To be selfish may be construed as putting yourself first in some way. From a physical logic, this makes complete sense. As your eyes, ears, brain perceives your world, you filter it in your own unique way. This compels you to act in your own individuality and to protect what you’ve learnt is important. Your ego and spirit dwell from this solitary viewpoint, no-one can totally share it with you. In this respect then, how can you do other than nurture your own beliefs, perceptions and progress? It’s almost impossible to find the equation that allows you to be other than selfish on a most fundamental level.

To others, we are a pack animal. Whilst we may have individual interpretations, we are designed to live in company. Any long term isolation is viewed with dread. Therefore part of our programming is to consider yourself as a part of a greater sum, a cog in a greater machine. When someone questions what the individual can do to shift a trend, their answer is always what is a trend but an outcome of an accumulation of individual actions in the same direction. We feed into trends, phenomena, and fads without really ever considering it. To be selfish from this standpoint then, is to be self-ish, to only be part of your make-up, to be incomplete and missing pieces of the bigger jigsaw.
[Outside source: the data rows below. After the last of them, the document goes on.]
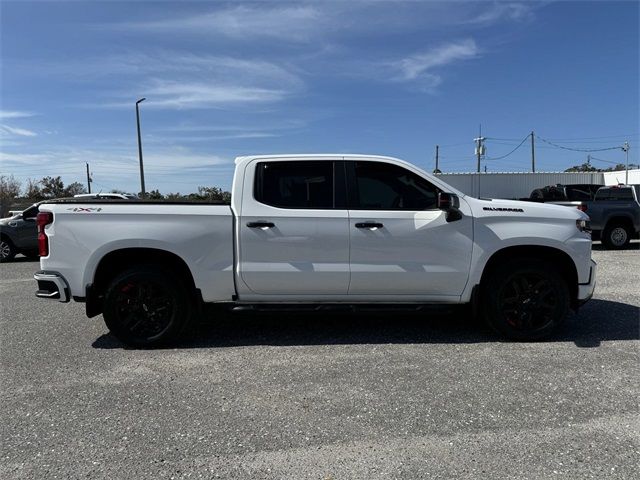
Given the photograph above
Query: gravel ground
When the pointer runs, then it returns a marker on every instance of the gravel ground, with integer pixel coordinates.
(326, 396)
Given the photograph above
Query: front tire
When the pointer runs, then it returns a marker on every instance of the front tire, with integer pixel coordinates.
(525, 299)
(616, 236)
(7, 250)
(147, 306)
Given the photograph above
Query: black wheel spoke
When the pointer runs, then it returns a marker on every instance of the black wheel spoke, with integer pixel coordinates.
(528, 301)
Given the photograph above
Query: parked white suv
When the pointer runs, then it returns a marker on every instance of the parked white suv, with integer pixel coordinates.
(316, 229)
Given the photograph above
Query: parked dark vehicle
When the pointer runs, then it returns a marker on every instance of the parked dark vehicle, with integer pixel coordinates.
(19, 234)
(615, 214)
(565, 193)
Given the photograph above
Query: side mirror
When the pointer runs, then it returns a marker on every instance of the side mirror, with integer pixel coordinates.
(448, 201)
(450, 204)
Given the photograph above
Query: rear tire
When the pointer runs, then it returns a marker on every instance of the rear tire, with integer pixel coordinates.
(7, 250)
(147, 306)
(616, 236)
(525, 299)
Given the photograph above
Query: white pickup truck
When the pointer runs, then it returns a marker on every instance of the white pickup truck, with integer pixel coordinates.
(323, 230)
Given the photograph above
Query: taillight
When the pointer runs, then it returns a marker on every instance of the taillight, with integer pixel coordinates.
(42, 220)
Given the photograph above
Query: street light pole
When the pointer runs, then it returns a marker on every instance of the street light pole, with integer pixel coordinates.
(144, 193)
(625, 149)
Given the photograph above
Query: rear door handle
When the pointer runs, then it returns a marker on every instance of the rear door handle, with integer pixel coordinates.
(261, 224)
(369, 225)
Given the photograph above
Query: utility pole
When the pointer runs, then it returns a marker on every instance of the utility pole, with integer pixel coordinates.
(88, 178)
(143, 192)
(480, 148)
(625, 149)
(533, 153)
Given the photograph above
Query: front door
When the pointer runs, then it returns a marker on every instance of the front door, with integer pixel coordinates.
(401, 244)
(294, 228)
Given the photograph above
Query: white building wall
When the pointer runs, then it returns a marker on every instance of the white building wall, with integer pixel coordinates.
(614, 178)
(517, 185)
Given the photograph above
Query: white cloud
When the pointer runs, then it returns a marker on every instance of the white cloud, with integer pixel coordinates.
(183, 80)
(500, 11)
(420, 66)
(290, 22)
(7, 131)
(15, 114)
(185, 95)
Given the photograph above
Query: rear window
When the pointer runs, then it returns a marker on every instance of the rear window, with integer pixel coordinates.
(295, 184)
(623, 193)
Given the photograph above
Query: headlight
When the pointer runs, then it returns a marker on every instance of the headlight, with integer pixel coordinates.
(584, 225)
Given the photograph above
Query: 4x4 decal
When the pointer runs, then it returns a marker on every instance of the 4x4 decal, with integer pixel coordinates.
(85, 209)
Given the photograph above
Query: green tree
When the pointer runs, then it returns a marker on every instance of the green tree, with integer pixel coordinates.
(9, 191)
(74, 188)
(33, 190)
(52, 187)
(155, 195)
(585, 167)
(214, 194)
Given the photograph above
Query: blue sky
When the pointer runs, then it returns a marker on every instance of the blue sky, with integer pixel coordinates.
(224, 79)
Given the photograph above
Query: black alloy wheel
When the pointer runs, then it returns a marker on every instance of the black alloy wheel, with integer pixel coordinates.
(525, 299)
(7, 250)
(146, 307)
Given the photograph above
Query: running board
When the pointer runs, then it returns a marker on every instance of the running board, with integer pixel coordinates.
(346, 308)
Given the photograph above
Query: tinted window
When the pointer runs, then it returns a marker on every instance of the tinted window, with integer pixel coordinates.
(295, 184)
(579, 193)
(614, 194)
(382, 186)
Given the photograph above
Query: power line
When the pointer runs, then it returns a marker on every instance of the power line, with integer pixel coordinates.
(577, 149)
(602, 160)
(504, 156)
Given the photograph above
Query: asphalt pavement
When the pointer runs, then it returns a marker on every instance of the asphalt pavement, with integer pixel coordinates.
(322, 396)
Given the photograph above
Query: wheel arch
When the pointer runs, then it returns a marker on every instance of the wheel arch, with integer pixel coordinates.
(536, 252)
(116, 261)
(617, 219)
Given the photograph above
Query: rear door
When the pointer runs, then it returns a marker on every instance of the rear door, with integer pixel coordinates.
(294, 230)
(401, 243)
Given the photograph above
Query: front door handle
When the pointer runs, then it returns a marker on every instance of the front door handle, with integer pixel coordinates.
(261, 224)
(369, 225)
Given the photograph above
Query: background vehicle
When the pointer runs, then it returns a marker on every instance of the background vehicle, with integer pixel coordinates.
(107, 196)
(19, 234)
(565, 193)
(320, 230)
(615, 214)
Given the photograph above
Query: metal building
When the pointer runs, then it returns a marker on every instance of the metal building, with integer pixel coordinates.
(517, 185)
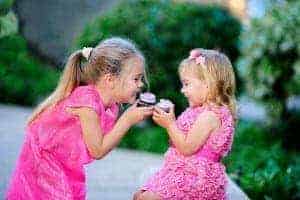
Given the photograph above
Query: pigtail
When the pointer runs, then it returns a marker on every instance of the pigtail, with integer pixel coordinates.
(69, 80)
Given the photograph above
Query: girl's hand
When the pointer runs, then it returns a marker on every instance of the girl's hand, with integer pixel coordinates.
(163, 118)
(136, 114)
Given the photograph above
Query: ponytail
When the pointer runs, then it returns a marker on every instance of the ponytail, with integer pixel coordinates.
(69, 80)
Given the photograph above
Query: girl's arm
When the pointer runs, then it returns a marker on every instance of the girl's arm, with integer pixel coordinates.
(98, 144)
(200, 131)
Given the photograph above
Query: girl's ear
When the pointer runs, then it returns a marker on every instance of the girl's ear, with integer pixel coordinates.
(110, 80)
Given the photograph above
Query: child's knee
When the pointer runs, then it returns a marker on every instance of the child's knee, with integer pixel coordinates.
(137, 195)
(147, 195)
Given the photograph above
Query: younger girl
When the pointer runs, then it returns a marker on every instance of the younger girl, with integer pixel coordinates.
(201, 135)
(78, 122)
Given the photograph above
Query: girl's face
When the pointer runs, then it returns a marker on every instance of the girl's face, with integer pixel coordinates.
(131, 80)
(194, 89)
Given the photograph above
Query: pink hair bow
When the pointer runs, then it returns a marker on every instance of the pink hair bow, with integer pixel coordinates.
(199, 58)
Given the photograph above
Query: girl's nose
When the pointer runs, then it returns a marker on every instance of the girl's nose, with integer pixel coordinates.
(182, 90)
(141, 84)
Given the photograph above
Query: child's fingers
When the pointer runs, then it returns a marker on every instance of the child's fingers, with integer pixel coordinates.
(158, 110)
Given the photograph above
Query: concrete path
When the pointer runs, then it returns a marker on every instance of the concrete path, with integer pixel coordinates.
(116, 177)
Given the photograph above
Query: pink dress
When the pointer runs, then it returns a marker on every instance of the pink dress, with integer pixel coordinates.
(52, 159)
(200, 176)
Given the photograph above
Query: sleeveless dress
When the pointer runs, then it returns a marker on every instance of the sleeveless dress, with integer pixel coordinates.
(52, 159)
(200, 176)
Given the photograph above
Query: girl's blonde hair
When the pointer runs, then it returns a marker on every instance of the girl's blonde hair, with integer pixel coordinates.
(216, 70)
(82, 69)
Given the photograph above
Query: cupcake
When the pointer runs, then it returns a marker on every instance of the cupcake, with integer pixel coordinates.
(147, 99)
(165, 105)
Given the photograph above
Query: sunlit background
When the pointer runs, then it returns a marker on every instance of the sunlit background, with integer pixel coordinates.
(261, 37)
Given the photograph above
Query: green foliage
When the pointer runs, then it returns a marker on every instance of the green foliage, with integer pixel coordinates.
(270, 63)
(261, 166)
(5, 6)
(165, 32)
(146, 138)
(23, 78)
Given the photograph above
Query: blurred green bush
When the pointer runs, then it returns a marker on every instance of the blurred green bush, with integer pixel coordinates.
(270, 66)
(165, 32)
(24, 79)
(260, 165)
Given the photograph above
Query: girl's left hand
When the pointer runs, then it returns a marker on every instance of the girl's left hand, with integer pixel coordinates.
(163, 118)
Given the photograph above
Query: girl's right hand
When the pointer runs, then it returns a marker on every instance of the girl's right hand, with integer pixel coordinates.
(135, 114)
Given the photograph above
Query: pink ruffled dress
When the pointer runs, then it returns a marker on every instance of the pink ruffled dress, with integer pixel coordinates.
(200, 176)
(52, 159)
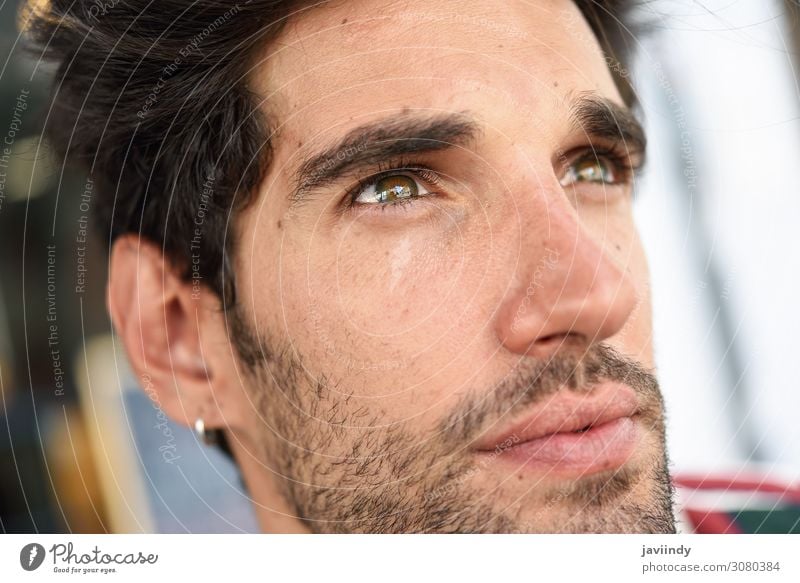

To me, it’s another bit of intuitive maths you have to be willing to do. This world is all about balance, from the body, to the mind to the spirit. From the community to the culture to the faith. We contribute to the greater whole but, in doing so, we have a responsibility to tend to ourselves. We are inherently driven to be the best we can be. We can get lost if we don’t feel like we have the tools to better ourselves but the drive is there. We are also driven by pleasing others, motivated by seeing others happy and healthy. To be the best we can be is to bring out the best in us AND in others. To give more emphasis to either side of the equation is to be self-ish. It’s missing the other half. If you meditate your life away in a closed room, you miss the beautiful vibrancy of the community and culture around you and all it teaches. If you bow your every atom into the service of others to the expense of self-love, you never know the depth of the gift you could be offering.

i think it’s the finest balance. There’s an ebb and flow in life that can seem to throw you off course. But the course is worth sticking to. To know what you can contribute is to know who you are in the first place. I wish that the result wasn’t called selfless but selfmore.